PALANGKA RAYA — Pemerintah pusat memastikan tidak akan memberi ampun kepada perusahaan yang terbukti menyebabkan kebakaran hutan dan lahan (karhutla). Ancaman pencabutan izin hingga proses hukum pun terbuka lebar bagi korporasi nakal.
"Iya, harus kita tindak. Kalau benar-benar terbukti, ya kita tindak. Kita akan tindak sesuai dengan hukum," kata Presiden Prabowo Subianto di Palangka Raya, Sabtu malam, usai memimpin rapat penanganan karhutla di Provinsi Kalimantan Tengah.
Empat Korporasi di Kalbar Masuk Daftar Penyelidikan
Menteri Sekretaris Negara (Mensesneg) Prasetyo Hadi mengungkapkan, saat ini ada empat korporasi di Kalimantan Barat yang sedang diperiksa.
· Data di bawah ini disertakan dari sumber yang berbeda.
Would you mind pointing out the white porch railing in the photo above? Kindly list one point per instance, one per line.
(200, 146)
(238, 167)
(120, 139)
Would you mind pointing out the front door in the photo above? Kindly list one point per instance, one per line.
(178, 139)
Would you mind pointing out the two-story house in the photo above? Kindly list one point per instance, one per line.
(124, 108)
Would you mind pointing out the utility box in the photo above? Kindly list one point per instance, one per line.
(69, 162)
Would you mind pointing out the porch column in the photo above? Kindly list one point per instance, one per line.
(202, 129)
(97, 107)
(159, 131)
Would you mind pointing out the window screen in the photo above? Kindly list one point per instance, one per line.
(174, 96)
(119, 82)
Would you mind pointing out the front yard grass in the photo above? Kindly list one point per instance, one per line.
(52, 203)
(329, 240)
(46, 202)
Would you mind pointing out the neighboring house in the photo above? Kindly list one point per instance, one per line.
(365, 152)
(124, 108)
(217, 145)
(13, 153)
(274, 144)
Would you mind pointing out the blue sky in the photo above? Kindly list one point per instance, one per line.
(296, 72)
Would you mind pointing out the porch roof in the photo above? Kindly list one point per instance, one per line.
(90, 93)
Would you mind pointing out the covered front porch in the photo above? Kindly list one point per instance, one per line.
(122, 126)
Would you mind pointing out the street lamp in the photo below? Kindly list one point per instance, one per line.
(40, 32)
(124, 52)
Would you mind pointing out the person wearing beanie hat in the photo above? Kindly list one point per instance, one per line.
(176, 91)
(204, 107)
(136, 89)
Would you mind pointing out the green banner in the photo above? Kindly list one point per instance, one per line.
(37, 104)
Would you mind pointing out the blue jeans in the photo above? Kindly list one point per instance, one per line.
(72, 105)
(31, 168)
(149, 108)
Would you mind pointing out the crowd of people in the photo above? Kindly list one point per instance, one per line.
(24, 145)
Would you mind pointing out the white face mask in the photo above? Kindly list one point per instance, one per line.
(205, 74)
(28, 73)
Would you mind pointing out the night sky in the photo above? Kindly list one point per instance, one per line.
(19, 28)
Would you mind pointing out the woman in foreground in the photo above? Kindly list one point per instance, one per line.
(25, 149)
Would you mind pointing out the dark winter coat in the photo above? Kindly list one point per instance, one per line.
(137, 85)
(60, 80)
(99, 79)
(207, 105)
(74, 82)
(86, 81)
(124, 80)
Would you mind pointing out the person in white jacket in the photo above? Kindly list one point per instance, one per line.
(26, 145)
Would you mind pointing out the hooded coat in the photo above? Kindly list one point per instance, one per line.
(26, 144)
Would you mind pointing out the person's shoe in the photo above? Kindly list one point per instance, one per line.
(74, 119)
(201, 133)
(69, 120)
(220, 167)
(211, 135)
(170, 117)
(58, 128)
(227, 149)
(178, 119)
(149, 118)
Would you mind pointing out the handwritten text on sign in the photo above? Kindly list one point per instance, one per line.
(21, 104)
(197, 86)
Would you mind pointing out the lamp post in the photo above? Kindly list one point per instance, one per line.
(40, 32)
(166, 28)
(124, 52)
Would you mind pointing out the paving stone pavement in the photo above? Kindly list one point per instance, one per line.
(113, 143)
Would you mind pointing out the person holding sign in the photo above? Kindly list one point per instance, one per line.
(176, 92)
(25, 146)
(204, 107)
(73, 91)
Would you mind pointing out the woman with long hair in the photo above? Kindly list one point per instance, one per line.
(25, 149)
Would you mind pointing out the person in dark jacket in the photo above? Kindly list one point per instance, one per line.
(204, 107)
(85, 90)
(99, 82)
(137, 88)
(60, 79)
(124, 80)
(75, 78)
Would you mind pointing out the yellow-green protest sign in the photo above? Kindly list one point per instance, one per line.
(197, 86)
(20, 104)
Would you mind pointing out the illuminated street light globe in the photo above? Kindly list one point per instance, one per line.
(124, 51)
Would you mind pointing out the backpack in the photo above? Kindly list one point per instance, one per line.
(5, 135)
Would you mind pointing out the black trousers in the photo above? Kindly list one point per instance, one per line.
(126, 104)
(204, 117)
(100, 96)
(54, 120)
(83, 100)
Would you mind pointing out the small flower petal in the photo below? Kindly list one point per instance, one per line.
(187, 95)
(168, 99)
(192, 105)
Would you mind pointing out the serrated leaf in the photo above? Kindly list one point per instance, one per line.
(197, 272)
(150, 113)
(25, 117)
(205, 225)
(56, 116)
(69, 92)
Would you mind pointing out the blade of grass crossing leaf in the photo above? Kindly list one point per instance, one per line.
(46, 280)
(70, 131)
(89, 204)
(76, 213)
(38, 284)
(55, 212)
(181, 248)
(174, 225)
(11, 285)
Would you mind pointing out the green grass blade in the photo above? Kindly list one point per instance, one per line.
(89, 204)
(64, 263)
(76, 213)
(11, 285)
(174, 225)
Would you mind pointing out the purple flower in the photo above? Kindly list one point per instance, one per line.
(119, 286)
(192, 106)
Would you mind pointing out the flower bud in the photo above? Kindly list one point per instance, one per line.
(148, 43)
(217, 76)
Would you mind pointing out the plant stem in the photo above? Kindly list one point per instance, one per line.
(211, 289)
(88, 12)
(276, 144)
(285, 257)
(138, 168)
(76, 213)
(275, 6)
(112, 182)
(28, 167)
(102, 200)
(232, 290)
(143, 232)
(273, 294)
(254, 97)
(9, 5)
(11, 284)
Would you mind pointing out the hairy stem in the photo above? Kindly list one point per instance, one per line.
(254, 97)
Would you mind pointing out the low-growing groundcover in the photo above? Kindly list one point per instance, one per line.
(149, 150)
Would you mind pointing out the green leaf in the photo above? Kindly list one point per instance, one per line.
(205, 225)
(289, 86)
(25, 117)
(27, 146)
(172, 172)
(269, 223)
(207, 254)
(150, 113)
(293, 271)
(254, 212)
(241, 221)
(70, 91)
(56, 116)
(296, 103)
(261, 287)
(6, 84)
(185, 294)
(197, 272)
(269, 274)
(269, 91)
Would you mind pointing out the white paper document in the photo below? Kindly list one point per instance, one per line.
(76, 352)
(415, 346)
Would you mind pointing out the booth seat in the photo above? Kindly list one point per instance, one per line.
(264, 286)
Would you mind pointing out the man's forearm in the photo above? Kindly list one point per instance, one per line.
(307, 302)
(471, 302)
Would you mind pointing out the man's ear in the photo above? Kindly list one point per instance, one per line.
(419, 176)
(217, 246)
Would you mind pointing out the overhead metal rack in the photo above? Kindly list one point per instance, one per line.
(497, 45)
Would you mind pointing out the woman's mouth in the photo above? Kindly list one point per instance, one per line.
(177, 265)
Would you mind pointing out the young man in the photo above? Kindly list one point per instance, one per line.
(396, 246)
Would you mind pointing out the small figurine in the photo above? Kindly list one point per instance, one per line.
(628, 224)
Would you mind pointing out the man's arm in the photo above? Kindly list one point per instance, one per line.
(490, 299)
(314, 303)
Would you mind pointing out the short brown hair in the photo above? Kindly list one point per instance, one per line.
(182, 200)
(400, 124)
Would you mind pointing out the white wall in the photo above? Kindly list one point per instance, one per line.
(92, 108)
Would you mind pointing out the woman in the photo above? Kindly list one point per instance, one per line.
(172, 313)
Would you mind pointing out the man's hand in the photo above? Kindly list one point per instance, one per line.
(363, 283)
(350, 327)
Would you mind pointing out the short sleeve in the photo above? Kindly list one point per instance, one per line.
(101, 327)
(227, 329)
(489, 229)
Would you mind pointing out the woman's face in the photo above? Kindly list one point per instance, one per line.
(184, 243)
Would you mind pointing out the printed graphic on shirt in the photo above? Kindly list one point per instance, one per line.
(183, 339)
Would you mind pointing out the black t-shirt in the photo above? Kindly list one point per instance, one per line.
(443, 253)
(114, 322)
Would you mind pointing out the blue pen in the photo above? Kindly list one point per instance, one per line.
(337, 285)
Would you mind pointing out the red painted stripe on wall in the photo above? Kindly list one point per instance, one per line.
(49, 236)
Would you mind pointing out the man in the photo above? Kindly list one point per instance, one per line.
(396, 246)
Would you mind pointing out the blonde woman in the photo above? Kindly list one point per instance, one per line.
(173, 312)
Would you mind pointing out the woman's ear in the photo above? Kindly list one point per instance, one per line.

Mereka diduga kuat menjadi pemicu meluasnya kebakaran lahan di wilayah tersebut.
"Yang tadi dilaporkan ada empat korporasi yang sedang dalam proses penyelidikan," ujar Prasetyo kepada pewarta.
Pemerintah menegaskan tidak akan ragu mengambil langkah tegas, termasuk mencabut izin operasional perusahaan yang terbukti melanggar ketentuan. Namun, keputusan final tetap menunggu hasil penyelidikan yang tengah berjalan.
Presiden Optimistis Karhutla Bisa Dikendalikan
Di tengah ancaman sanksi bagi korporasi, Presiden Prabowo menyampaikan optimismenya terhadap kinerja jajaran di lapangan. Kolaborasi antara pemerintah pusat dan daerah dinilai menjadi kunci utama dalam pengendalian karhutla.
"Jadi saya berharap kita bisa segera kendalikan dan kita lihat tahun-tahun yang dulu sangat parah, kita mampu atasi. Jadi saya percaya ini segera bisa kita atasi," katanya.
Optimisme tersebut muncul di tengah upaya intensif yang terus dilakukan untuk memadamkan titik api di sejumlah wilayah. Presiden menilai pengalaman mengatasi karhutla parah di tahun-tahun sebelumnya menjadi modal berharga.
Ancaman Sanksi Berlapis bagi Perusahaan Nakal
Pemerintah membuka opsi sanksi berlapis bagi korporasi yang terbukti bersalah. Mulai dari denda administratif hingga pencabutan izin usaha merupakan konsekuensi yang bisa dijatuhkan.
Prasetyo menekankan, langkah hukum akan diambil berdasarkan alat bukti yang cukup. Penyelidikan yang tengah berjalan di Kalimantan Barat menjadi ujian nyata bagi komitmen pemerintah dalam menindak pelaku karhutla dari sektor korporasi.
Penindakan terhadap korporasi ini menjadi sinyal kuat bahwa pemerintah tidak hanya menyasar pelaku perorangan, tetapi juga perusahaan besar yang selama ini kerap menjadi aktor di balik kabut asap tebal di Pulau Kalimantan.